Pedidos de hipoteca sobem nos Estados Unidos com queda das taxas para o menor nível em um mês
Os pedidos de hipoteca nos Estados Unidos aumentaram 1,8% na semana passada. A taxa média de juros para contratos de hipoteca fixa de 30 anos caiu para o menor patamar em um mês. O movimento ocorreu na semana encerrada em 10 de abril de 2026.

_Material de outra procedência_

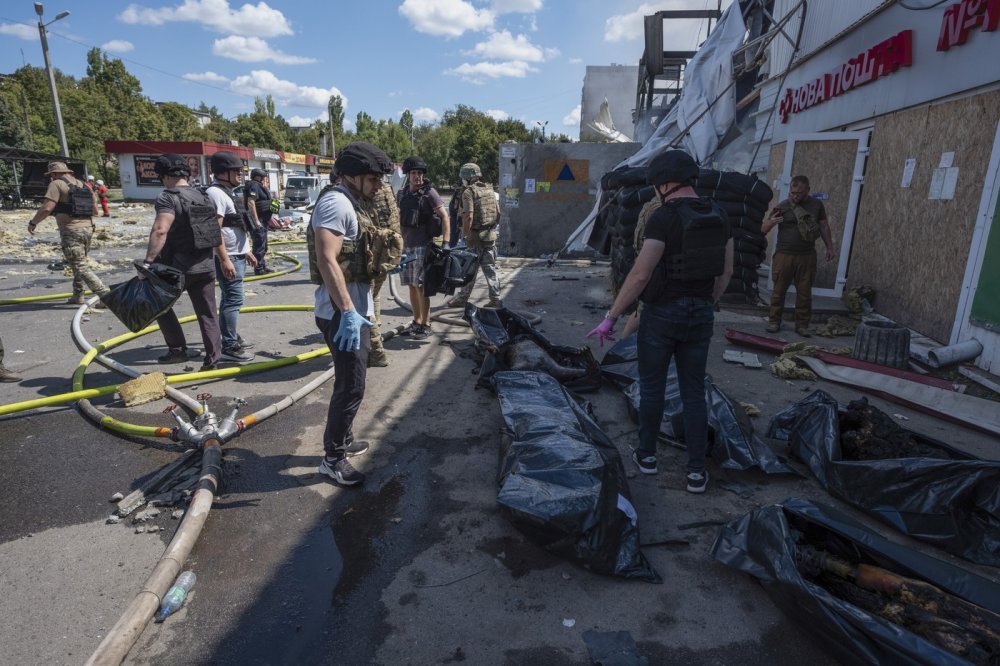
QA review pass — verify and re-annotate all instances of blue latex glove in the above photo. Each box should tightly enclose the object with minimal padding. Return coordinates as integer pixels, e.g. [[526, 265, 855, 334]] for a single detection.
[[333, 310, 372, 352], [389, 254, 413, 275]]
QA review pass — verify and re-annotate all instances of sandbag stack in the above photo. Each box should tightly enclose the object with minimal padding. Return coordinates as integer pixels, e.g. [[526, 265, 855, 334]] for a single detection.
[[588, 167, 655, 294], [695, 169, 774, 303], [587, 167, 774, 303]]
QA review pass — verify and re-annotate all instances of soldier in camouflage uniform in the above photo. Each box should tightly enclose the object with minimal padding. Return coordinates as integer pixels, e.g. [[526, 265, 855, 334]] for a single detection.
[[361, 183, 402, 368], [28, 162, 108, 307]]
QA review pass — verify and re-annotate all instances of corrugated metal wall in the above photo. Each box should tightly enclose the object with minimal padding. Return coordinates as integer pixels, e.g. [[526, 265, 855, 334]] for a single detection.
[[768, 0, 895, 72]]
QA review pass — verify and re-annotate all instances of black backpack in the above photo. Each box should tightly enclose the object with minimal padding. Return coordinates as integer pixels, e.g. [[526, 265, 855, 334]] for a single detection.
[[55, 176, 95, 217]]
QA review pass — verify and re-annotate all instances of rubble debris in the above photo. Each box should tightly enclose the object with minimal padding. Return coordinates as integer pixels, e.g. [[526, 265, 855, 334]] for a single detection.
[[767, 391, 1000, 566], [712, 498, 1000, 664], [768, 353, 816, 381], [844, 286, 875, 321], [813, 315, 858, 338], [838, 398, 951, 460]]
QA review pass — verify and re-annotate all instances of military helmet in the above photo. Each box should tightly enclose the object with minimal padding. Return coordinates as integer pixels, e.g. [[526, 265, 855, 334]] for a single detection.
[[210, 150, 243, 173], [403, 155, 427, 173], [646, 150, 698, 186], [153, 153, 191, 178], [334, 141, 392, 176], [458, 162, 483, 180]]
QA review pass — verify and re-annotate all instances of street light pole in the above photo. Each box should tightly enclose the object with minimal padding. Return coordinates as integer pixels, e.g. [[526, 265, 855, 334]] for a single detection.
[[35, 2, 69, 157]]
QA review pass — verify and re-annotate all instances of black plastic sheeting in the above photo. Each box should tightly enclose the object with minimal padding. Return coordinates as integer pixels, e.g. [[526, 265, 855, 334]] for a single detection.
[[101, 262, 184, 333], [712, 499, 1000, 665], [769, 391, 1000, 566], [493, 371, 662, 583], [463, 304, 601, 393], [601, 335, 798, 474]]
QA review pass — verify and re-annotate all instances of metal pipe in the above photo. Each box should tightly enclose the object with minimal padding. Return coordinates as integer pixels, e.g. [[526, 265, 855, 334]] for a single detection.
[[35, 2, 69, 157], [927, 338, 983, 368]]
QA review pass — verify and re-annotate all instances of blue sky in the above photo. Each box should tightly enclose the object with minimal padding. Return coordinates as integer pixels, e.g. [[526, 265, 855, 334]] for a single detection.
[[0, 0, 730, 139]]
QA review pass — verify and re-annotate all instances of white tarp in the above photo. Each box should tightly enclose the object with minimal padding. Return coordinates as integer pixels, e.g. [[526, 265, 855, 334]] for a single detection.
[[565, 2, 746, 252], [587, 97, 632, 143]]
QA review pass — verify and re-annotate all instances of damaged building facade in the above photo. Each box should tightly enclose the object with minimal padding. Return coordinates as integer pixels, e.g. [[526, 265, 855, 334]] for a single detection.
[[104, 141, 333, 201], [751, 0, 1000, 373]]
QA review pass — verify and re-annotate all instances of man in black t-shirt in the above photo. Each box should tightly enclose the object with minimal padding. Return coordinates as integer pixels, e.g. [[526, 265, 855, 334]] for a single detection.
[[587, 150, 733, 493], [243, 169, 273, 275], [139, 154, 229, 370]]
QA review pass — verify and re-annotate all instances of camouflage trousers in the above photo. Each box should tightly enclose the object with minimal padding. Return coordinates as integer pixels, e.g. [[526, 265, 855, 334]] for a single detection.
[[60, 228, 108, 295], [371, 275, 386, 354]]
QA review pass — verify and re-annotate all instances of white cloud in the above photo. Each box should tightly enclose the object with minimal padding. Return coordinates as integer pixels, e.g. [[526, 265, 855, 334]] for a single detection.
[[101, 39, 135, 53], [0, 23, 38, 41], [604, 3, 666, 42], [288, 111, 330, 127], [413, 106, 441, 123], [212, 35, 316, 65], [493, 0, 542, 14], [444, 60, 538, 83], [399, 0, 494, 37], [229, 69, 347, 109], [118, 0, 293, 37], [472, 30, 559, 62], [184, 72, 229, 83], [563, 104, 580, 127]]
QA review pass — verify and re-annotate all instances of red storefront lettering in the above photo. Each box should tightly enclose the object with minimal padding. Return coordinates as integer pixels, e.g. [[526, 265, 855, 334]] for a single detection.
[[937, 0, 1000, 51]]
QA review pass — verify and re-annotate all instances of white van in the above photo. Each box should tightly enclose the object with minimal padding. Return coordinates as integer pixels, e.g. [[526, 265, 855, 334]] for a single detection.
[[284, 176, 325, 208]]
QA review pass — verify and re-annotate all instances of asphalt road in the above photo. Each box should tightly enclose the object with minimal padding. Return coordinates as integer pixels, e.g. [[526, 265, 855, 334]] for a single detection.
[[0, 209, 995, 665]]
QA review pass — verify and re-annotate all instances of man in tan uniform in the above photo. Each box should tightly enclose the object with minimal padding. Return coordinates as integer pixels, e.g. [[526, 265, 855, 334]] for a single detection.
[[28, 162, 108, 307]]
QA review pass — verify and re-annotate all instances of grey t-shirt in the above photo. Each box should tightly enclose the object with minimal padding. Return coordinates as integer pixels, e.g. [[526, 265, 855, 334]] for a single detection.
[[309, 190, 375, 319]]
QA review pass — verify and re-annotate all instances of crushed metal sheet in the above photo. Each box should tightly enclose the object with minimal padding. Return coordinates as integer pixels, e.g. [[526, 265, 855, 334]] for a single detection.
[[118, 371, 167, 407], [722, 349, 763, 368]]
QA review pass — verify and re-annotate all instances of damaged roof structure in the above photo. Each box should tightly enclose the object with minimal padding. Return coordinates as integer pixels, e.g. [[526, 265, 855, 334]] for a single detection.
[[566, 0, 1000, 372]]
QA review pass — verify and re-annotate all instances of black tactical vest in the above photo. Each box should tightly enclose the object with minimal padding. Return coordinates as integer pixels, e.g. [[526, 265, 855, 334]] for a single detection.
[[164, 187, 222, 254]]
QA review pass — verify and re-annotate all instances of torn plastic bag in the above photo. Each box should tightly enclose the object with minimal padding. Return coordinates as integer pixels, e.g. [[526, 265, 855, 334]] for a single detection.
[[769, 391, 1000, 566], [601, 335, 798, 474], [101, 261, 184, 333], [463, 305, 601, 393], [712, 498, 1000, 665], [423, 243, 479, 298], [493, 371, 662, 583]]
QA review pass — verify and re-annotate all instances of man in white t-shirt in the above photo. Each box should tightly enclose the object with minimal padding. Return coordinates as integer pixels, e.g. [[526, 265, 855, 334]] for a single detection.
[[307, 142, 392, 486], [206, 150, 257, 362]]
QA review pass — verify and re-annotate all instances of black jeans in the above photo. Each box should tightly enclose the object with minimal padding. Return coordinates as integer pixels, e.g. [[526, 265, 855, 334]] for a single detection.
[[250, 223, 271, 273], [316, 310, 371, 459], [637, 298, 715, 472]]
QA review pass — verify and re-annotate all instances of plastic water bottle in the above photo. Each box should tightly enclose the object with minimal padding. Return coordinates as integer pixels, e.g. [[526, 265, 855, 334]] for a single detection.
[[156, 571, 198, 622]]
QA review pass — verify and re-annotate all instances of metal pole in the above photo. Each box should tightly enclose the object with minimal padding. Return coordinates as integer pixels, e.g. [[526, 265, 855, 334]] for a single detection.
[[38, 16, 69, 157]]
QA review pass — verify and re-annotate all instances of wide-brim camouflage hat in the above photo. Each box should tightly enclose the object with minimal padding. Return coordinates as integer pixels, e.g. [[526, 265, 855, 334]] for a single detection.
[[45, 162, 73, 176]]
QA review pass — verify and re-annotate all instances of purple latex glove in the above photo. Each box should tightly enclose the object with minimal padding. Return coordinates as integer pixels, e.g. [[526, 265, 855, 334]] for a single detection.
[[587, 319, 615, 347]]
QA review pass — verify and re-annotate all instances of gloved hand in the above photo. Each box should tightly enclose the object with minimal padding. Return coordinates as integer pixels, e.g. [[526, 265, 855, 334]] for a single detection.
[[587, 319, 616, 347], [333, 310, 372, 352]]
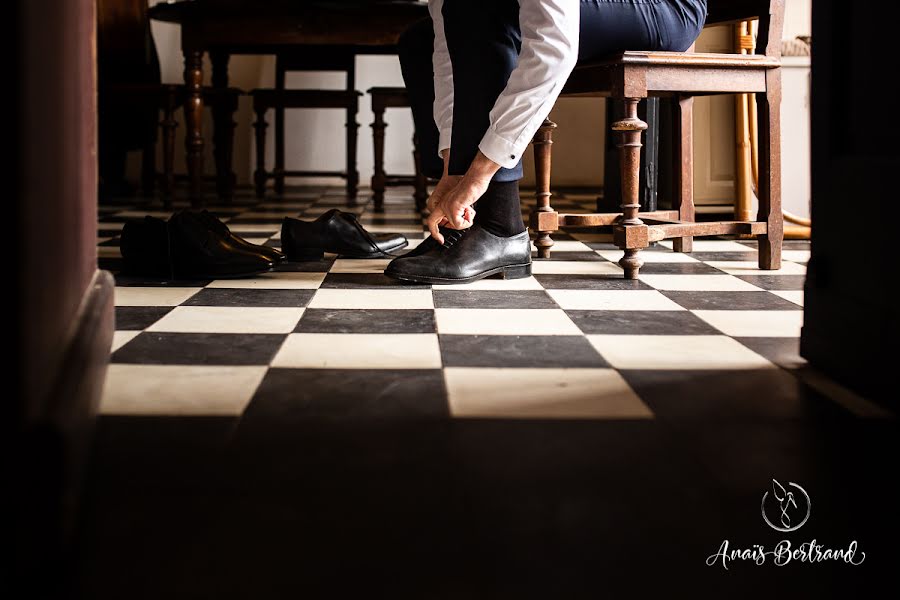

A Mortgage Bankers Association divulgou os dados na quarta-feira. O índice composto de mercado, que mede o volume de pedidos de empréstimos hipotecários, subiu 1,8% em base ajustada sazonalmente. O refinanciamento ganhou força com a redução dos custos de empréstimo.
Taxas de juros recuam
A taxa média para hipotecas fixas de 30 anos com saldos dentro dos padrões convencionais diminuiu para 6,42%. O índice anterior marcava 6,51%. Os pontos subiram ligeiramente de 0,61 para 0,62, incluindo a taxa de originação, para empréstimos com entrada de 20%.
Essa queda respondeu a oscilações nos rendimentos dos títulos do Tesouro. Fatores ligados a preços de energia e commodities influenciaram o cenário. O economista Joel Kan, da Mortgage Bankers Association, comentou o impacto da situação no Oriente Médio sobre esses movimentos.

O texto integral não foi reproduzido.